Myelin Basic Protein (MBP) is essential for both elaboration and maintenance of CNS myelin, and its reduced accumulation results in hypomyelination. How different Mbp mRNA levels affect myelin dimensions across the lifespan and how resident glial cells may respond to such changes are unknown. Here, to investigate these questions, we used enhancer-edited mouse lines that accumulate Mbp mRNA levels ranging from 8% to 160% of wild type. In young mice, reduced Mbp mRNA levels resulted in corresponding decreases in Mbp protein accumulation and myelin sheath thickness, confirming the previously demonstrated rate-limiting role of Mbp transcription in the control of initial myelin synthesis. However, despite maintaining lower line specific Mbp mRNA levels into old age, both MBP protein levels and myelin thickness improved or fully normalized at rates defined by the relative Mbp mRNA level. Sheath length, in contrast, was affected only when mRNA levels were very low, demonstrating that sheath thickness and length are not equally coupled to Mbp mRNA level. Striking abnormalities in sheath structure also emerged with reduced mRNA levels. Unexpectedly, an increase in the density of all glial cell types arose in response to reduced Mbp mRNA levels. This investigation extends understanding of the role MBP plays in myelin sheath elaboration, architecture, and plasticity across the mouse lifespan and illuminates a novel axis of glial cell crosstalk.

Abstract Image

髓鞘碱性蛋白 mRNA 水平会影响髓鞘的尺寸、结构、可塑性和常驻神经胶质细胞的密度。

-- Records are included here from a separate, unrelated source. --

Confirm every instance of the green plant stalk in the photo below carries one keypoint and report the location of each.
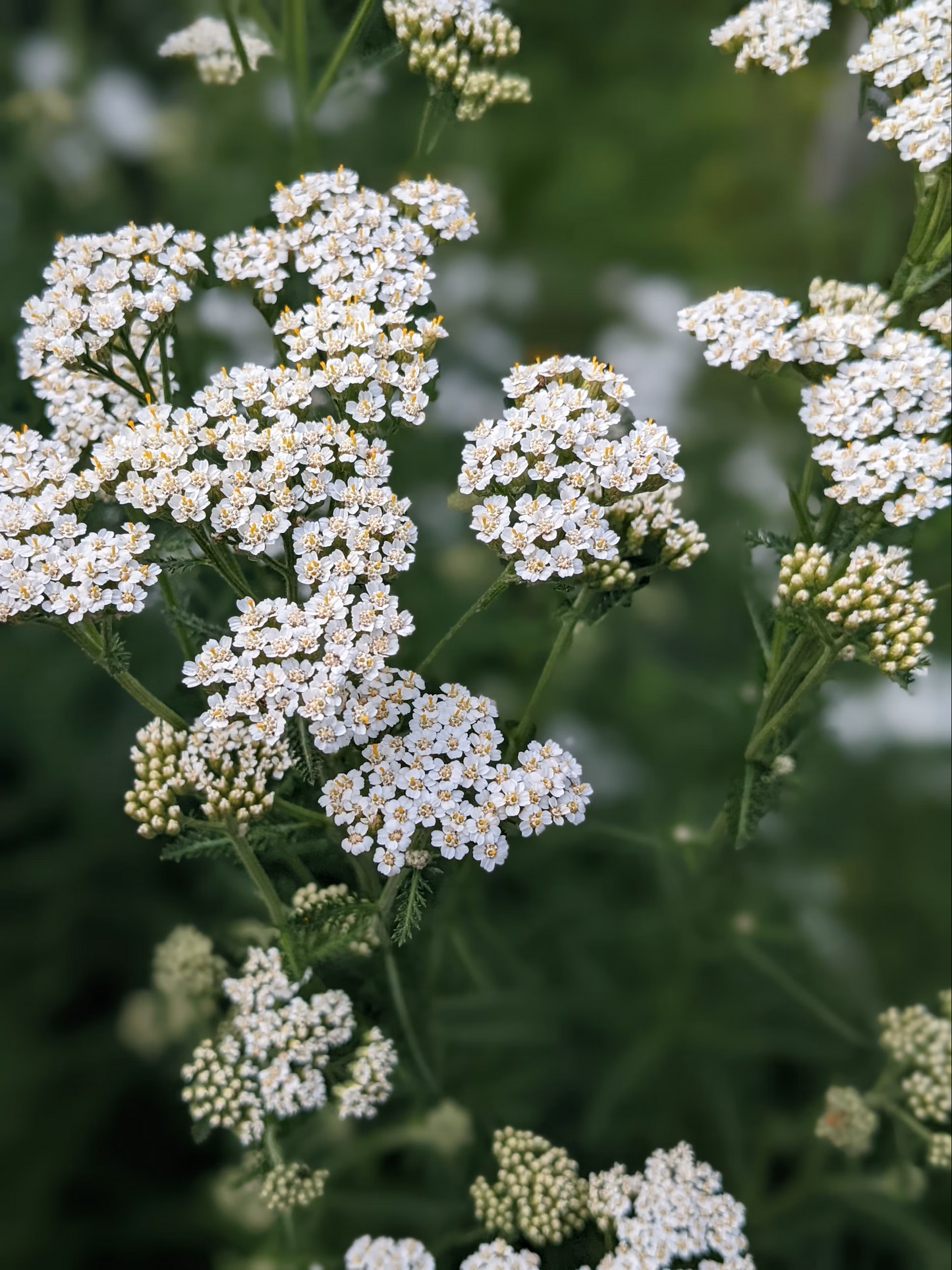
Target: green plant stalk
(330, 72)
(237, 36)
(563, 641)
(495, 589)
(92, 645)
(770, 968)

髓鞘碱性蛋白(Mbp)对中枢神经系统髓鞘的形成和维持至关重要,其积累减少会导致髓鞘化不足。不同的 Mbp mRNA 水平如何影响整个生命周期的髓鞘尺寸,以及驻留神经胶质细胞如何应对这种变化,这些都是未知的。为了研究这些问题,我们使用了增强子编辑的小鼠品系,这些品系积累的 Mbp mRNA 水平是野生型的 8% 到 160%。在幼鼠中,Mbp mRNA水平的降低导致了Mbp蛋白积累和髓鞘厚度的相应减少,这证实了之前证实的Mbp转录在控制初始髓鞘合成中的限速作用。然而,尽管到老年期Mbp mRNA水平仍较低,但Mbp蛋白水平和髓鞘厚度都有所改善或完全正常化,其速度取决于Mbp mRNA的相对水平。相反,只有当 mRNA 水平很低时,鞘的长度才会受到影响,这表明鞘的厚度和长度与 Mbp mRNA 水平的关系并不一样。随着 mRNA 水平的降低,鞘的结构也出现了明显的异常。令人意想不到的是,所有神经胶质细胞类型的密度都随着 Mbp mRNA 水平的降低而增加。这项研究拓展了人们对 Mbp 在小鼠整个生命周期的髓鞘形成、结构和可塑性中所扮演角色的认识,并揭示了神经胶质细胞串联的新轴心。
本文章由计算机程序翻译,如有差异,请以英文原文为准。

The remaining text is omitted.